Bernie has often won the legislative gains he has won in a long career the same way, by holding out until the end. He knows, bearing an older, and certainly far more savvy and experienced political head, that timing is everything, and the greater risk is in capitulating too soon, that is, giving up, when nothing is lost by holding out, and everything is to be gained.
I’d suggest he knows, even with his own long odds, that if he holds out as he has until July and the Democratic convention in Philadelphia, the upside is that he will have a maximal effect in moving the party, and its nominee, especially if it’s Hillary, not to mention all its other nominees in lesser contests for Congressional and Gubernatorial seats, closer to the left position he occupies. It’s ridiculous to think that he believes, with his intelligence, experience, and political savvy, especially as an outlier, spoiler and maverick, that his program of progressive inversion from the status quo will be or could be instantaneous.
However, if the Democratic party, which by many accounts of (again I must use the term) cold-blooded objective analysis of trends is leading a general movement of the entire electorate back toward the liberal bias the country ran under through the 60s, it is imperative that the Democratic platform and candidate espouse definitively more liberal views than Hillary Rodham Clinton was willing to campaign with when this current season began. She has already been moved in that direction. Bernie wants to push her further, before he no longer can effect any influence, because positions will be set as of the adoption of the platform and the convention’s adjournment.
He also knows, to neutralize the other great fear that drives the growing enmity for Bernie, that he will not ruin the chances of the Democratic nominee to counter any momentum gained by the opposition. He knows the campaign will begin in earnest, the battle will be joined, only when the nominee is announced, with fully three months-plus before election day. He also knows the Trump campaign, the continuing equivocation of the Republican Party confronted with rallying behind a universally repugnant nominee, and other factors that will deter the start of any true—and threatening—momentum will not be resolved overnight.

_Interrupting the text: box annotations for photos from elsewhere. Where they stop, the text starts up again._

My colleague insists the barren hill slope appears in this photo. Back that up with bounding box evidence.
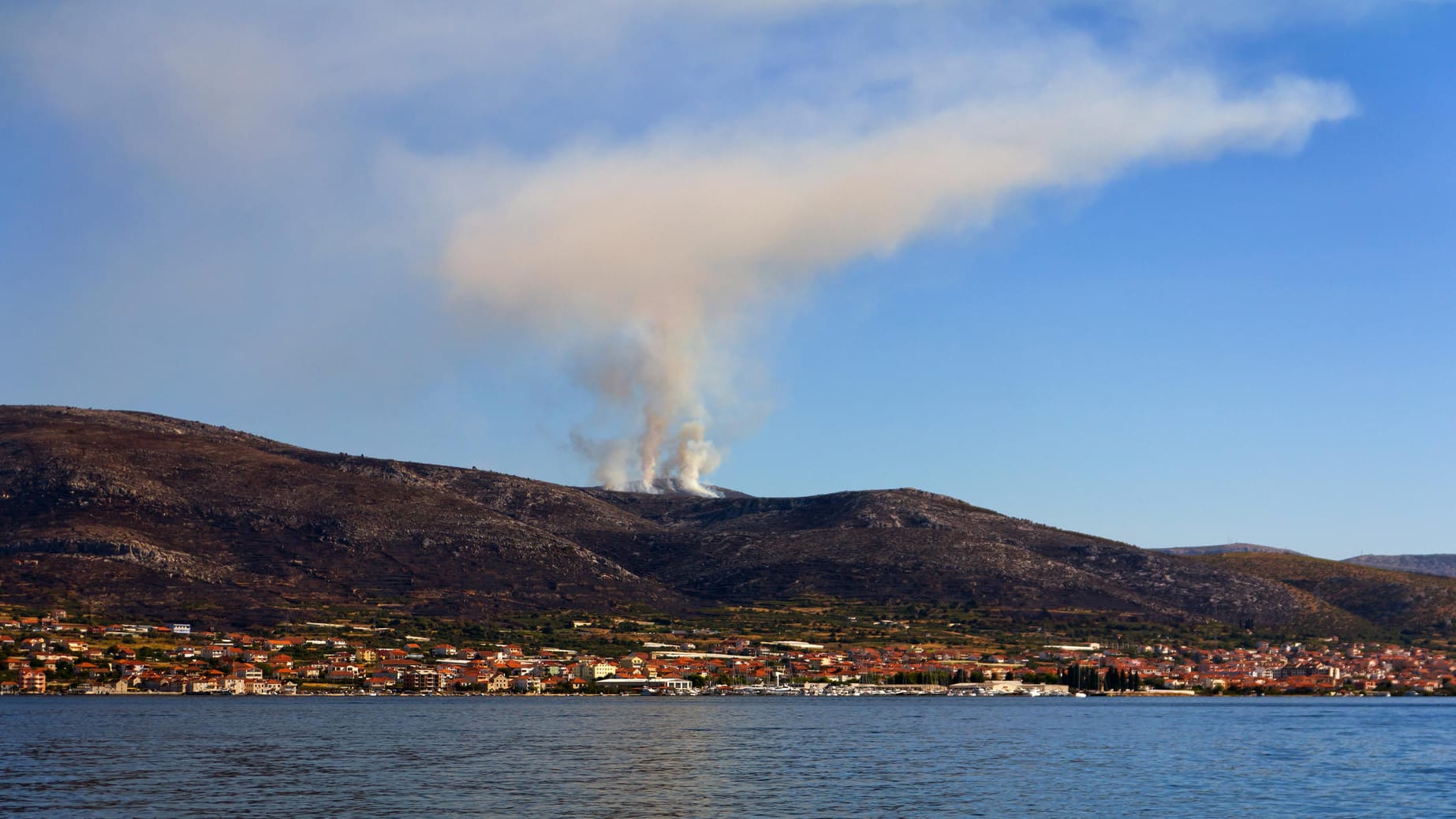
[0,406,1424,626]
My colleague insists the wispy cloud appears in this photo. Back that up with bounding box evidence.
[0,0,1377,488]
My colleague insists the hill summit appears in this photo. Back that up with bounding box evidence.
[0,406,1456,638]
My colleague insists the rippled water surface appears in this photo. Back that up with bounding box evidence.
[0,697,1456,817]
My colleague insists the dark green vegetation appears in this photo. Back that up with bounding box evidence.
[0,406,1456,643]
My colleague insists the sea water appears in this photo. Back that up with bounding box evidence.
[0,697,1456,817]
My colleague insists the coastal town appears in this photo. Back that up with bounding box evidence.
[0,611,1456,697]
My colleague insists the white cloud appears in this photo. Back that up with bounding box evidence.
[0,0,1379,484]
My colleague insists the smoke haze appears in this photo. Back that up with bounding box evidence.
[442,65,1353,492]
[0,0,1379,492]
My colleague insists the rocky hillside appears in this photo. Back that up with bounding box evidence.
[0,406,1444,626]
[1153,544,1299,557]
[1346,555,1456,577]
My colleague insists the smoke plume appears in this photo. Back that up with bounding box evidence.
[442,70,1351,492]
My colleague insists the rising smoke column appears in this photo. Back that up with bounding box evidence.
[442,64,1353,494]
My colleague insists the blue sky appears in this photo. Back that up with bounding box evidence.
[0,0,1456,557]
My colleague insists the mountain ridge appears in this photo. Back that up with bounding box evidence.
[0,406,1444,641]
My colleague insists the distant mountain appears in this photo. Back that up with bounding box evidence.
[1191,552,1456,638]
[0,406,1456,630]
[1346,555,1456,577]
[1153,544,1300,555]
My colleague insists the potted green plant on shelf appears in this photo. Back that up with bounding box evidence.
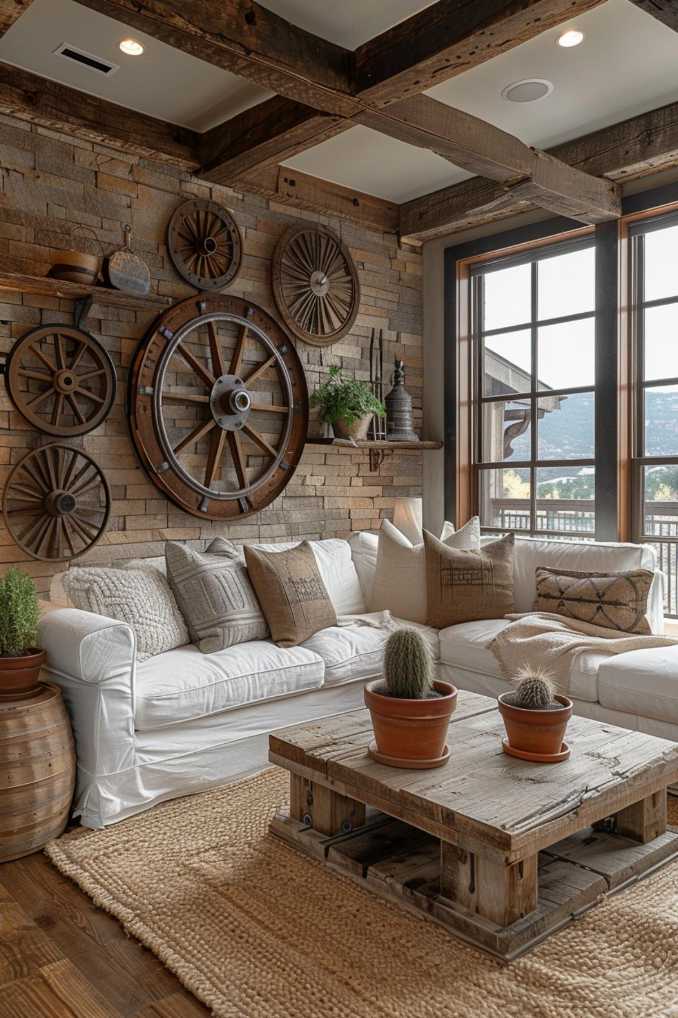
[498,668,572,764]
[0,567,45,699]
[310,365,386,441]
[364,629,457,769]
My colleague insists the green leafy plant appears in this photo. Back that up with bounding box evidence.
[0,567,40,658]
[384,629,434,699]
[310,365,386,425]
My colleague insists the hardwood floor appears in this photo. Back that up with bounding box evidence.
[0,853,210,1018]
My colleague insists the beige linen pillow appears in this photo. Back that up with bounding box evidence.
[63,566,190,661]
[370,516,481,623]
[165,539,269,654]
[423,530,513,629]
[534,566,654,633]
[245,541,337,646]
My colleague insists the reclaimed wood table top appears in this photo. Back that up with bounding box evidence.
[269,690,678,861]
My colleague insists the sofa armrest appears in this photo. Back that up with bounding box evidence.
[38,608,135,827]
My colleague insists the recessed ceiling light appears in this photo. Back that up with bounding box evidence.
[558,29,583,50]
[502,77,553,103]
[120,39,144,57]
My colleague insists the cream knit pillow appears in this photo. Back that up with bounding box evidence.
[370,516,481,623]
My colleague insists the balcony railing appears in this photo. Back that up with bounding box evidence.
[488,499,678,618]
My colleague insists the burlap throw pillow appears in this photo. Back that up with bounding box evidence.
[534,566,654,633]
[165,540,269,654]
[245,541,337,646]
[423,530,513,629]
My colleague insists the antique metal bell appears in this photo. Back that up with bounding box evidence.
[384,358,419,442]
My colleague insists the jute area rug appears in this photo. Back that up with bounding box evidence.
[47,771,678,1018]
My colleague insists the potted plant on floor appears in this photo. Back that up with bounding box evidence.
[364,629,457,769]
[310,365,386,441]
[498,669,572,764]
[0,568,45,699]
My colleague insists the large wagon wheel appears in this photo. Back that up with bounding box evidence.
[2,444,111,562]
[167,199,242,290]
[129,293,308,519]
[5,325,115,438]
[273,223,360,346]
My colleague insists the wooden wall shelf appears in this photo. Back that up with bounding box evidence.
[0,272,172,310]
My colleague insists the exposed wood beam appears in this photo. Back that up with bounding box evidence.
[77,0,356,116]
[0,0,33,36]
[199,96,351,184]
[631,0,678,32]
[400,103,678,241]
[353,0,602,108]
[0,63,199,169]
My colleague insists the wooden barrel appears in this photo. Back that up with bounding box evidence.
[0,683,75,862]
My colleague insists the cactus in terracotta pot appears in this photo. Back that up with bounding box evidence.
[384,629,433,699]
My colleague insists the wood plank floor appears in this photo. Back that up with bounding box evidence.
[0,853,210,1018]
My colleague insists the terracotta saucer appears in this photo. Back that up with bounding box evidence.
[502,738,572,764]
[368,740,450,771]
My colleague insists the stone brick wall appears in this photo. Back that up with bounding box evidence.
[0,117,423,591]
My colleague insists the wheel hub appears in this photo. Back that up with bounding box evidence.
[210,375,251,432]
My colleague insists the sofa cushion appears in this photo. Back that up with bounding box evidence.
[440,619,602,703]
[598,646,678,725]
[303,619,440,686]
[134,640,325,731]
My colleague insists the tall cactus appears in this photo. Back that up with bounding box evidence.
[384,629,433,699]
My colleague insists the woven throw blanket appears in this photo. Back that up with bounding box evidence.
[490,612,678,694]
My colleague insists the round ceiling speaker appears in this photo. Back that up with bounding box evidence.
[502,77,553,103]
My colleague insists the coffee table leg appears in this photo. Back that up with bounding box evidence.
[615,789,667,845]
[440,842,538,926]
[289,774,364,835]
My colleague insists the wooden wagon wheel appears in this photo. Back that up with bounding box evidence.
[167,199,242,290]
[2,444,111,562]
[273,223,360,346]
[129,293,308,520]
[5,325,116,438]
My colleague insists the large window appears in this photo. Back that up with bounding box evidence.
[471,237,590,538]
[629,216,678,616]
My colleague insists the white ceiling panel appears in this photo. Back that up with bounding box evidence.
[0,0,271,130]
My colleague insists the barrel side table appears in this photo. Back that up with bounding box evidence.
[0,683,75,862]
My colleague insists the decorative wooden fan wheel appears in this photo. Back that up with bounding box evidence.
[129,293,308,520]
[5,325,115,438]
[2,444,111,562]
[273,224,360,346]
[167,199,242,290]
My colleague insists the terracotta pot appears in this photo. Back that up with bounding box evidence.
[0,647,47,699]
[498,692,572,757]
[332,413,374,442]
[364,679,457,767]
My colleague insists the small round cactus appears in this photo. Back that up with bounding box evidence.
[384,629,433,699]
[512,668,554,711]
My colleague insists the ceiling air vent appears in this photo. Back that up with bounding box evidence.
[54,43,120,75]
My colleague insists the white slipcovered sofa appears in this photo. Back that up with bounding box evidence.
[40,533,678,828]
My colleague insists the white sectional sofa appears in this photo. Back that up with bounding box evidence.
[40,533,678,828]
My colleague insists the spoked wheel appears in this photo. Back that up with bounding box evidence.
[129,294,308,519]
[3,444,111,562]
[167,199,242,290]
[5,325,115,438]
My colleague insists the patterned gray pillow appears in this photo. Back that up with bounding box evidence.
[165,539,269,654]
[63,566,190,661]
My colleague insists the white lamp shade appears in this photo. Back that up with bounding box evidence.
[393,498,423,545]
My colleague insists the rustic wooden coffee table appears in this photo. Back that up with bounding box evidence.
[269,691,678,960]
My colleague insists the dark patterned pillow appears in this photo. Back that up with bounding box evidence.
[534,566,654,633]
[244,541,337,646]
[423,530,513,629]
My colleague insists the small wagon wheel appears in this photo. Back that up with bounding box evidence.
[273,223,360,346]
[167,199,242,290]
[2,444,111,562]
[129,293,308,519]
[5,325,116,438]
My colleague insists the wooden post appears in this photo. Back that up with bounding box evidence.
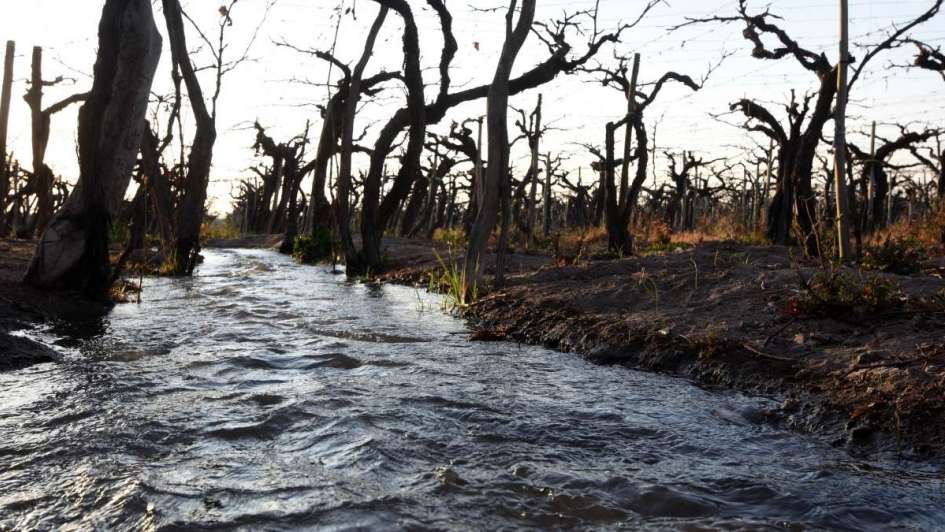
[833,0,850,262]
[0,41,16,238]
[866,121,876,227]
[541,152,551,238]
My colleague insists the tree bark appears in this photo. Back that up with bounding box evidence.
[25,0,161,298]
[335,2,388,269]
[465,0,536,290]
[162,0,217,275]
[0,41,16,237]
[358,0,427,273]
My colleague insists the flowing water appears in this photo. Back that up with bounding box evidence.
[0,250,945,530]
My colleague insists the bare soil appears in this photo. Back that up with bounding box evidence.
[7,236,945,457]
[386,239,945,456]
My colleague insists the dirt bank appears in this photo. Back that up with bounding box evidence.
[378,239,945,456]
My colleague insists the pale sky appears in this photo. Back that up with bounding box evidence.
[0,0,945,212]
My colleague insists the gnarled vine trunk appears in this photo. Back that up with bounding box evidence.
[24,0,161,298]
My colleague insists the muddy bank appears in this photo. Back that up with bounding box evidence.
[386,243,945,456]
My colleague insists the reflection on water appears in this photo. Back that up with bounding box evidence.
[0,251,945,530]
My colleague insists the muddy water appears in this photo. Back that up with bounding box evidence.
[0,251,945,530]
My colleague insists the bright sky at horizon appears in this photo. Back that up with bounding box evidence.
[0,0,945,212]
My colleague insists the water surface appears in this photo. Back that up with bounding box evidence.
[0,250,945,530]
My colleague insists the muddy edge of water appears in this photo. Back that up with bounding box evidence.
[383,242,945,460]
[0,239,945,459]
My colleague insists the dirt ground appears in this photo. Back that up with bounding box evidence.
[0,240,108,372]
[386,243,945,456]
[0,237,945,457]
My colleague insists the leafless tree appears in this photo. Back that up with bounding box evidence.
[25,0,161,298]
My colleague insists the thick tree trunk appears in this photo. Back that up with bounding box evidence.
[358,0,427,273]
[25,0,161,298]
[163,0,217,275]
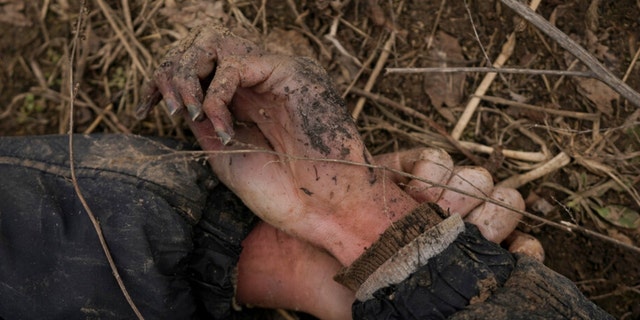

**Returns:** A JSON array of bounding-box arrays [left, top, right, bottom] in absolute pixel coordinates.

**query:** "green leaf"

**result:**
[[596, 205, 640, 229]]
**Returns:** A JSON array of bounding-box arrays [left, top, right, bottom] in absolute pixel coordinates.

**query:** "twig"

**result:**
[[385, 67, 595, 78], [478, 96, 600, 121], [351, 88, 547, 163], [351, 31, 396, 119], [351, 88, 483, 165], [500, 0, 640, 107], [154, 147, 640, 253], [451, 0, 540, 140], [69, 1, 144, 319]]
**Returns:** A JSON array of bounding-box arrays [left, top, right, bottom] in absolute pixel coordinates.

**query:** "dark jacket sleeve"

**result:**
[[352, 205, 613, 320], [0, 135, 255, 319]]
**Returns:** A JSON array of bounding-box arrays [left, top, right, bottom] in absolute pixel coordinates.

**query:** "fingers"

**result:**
[[504, 230, 544, 262], [202, 56, 283, 144], [374, 148, 453, 196], [465, 187, 525, 243], [436, 167, 493, 218], [136, 25, 261, 142], [405, 148, 453, 202], [375, 148, 493, 217]]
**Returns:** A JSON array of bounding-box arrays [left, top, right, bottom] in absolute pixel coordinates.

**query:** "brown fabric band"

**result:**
[[333, 202, 448, 291]]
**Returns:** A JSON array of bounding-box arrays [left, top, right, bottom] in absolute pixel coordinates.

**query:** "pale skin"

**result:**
[[140, 27, 544, 319]]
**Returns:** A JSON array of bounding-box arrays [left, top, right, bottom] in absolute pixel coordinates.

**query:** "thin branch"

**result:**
[[500, 0, 640, 107], [69, 1, 144, 319], [149, 147, 640, 253], [385, 67, 595, 78]]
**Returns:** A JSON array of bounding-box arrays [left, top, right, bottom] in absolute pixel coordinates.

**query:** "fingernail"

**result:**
[[216, 131, 231, 146], [164, 99, 180, 116], [136, 102, 151, 120], [187, 104, 203, 121]]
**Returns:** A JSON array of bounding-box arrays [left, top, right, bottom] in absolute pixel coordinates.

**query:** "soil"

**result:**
[[0, 0, 640, 319]]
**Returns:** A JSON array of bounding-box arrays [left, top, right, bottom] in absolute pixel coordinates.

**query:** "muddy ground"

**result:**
[[0, 0, 640, 319]]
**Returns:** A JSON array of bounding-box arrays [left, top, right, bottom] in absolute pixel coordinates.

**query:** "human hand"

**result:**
[[375, 148, 544, 262], [236, 148, 544, 319], [139, 26, 417, 265]]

With further victories, or even close calls, in the remaining primaries, no one, least of all the Republicans—and however certain the outcome intuitively seems to be—can say with dead certainty what the Republicans will have to argue against.
So Bernie the woodpecker, as he ever has in 40 years in politics, will keep on pecking, subsisting on the bits of bugs and other dainties he ceaselessly digs out of the trees in the vast forest of delegate votes. And having learned the benefits of nesting where he can’t successfully build a nest of his own, he’ll be content to brood and wait and see what hatches when his eggs begin to crack open.
One small note, before I go, and this is true. The term of venery, that is the collective noun, applied to a collection of cuckoos is “asylum.” I like that. An asylum of cuckoos to go with a descent of woodpeckers.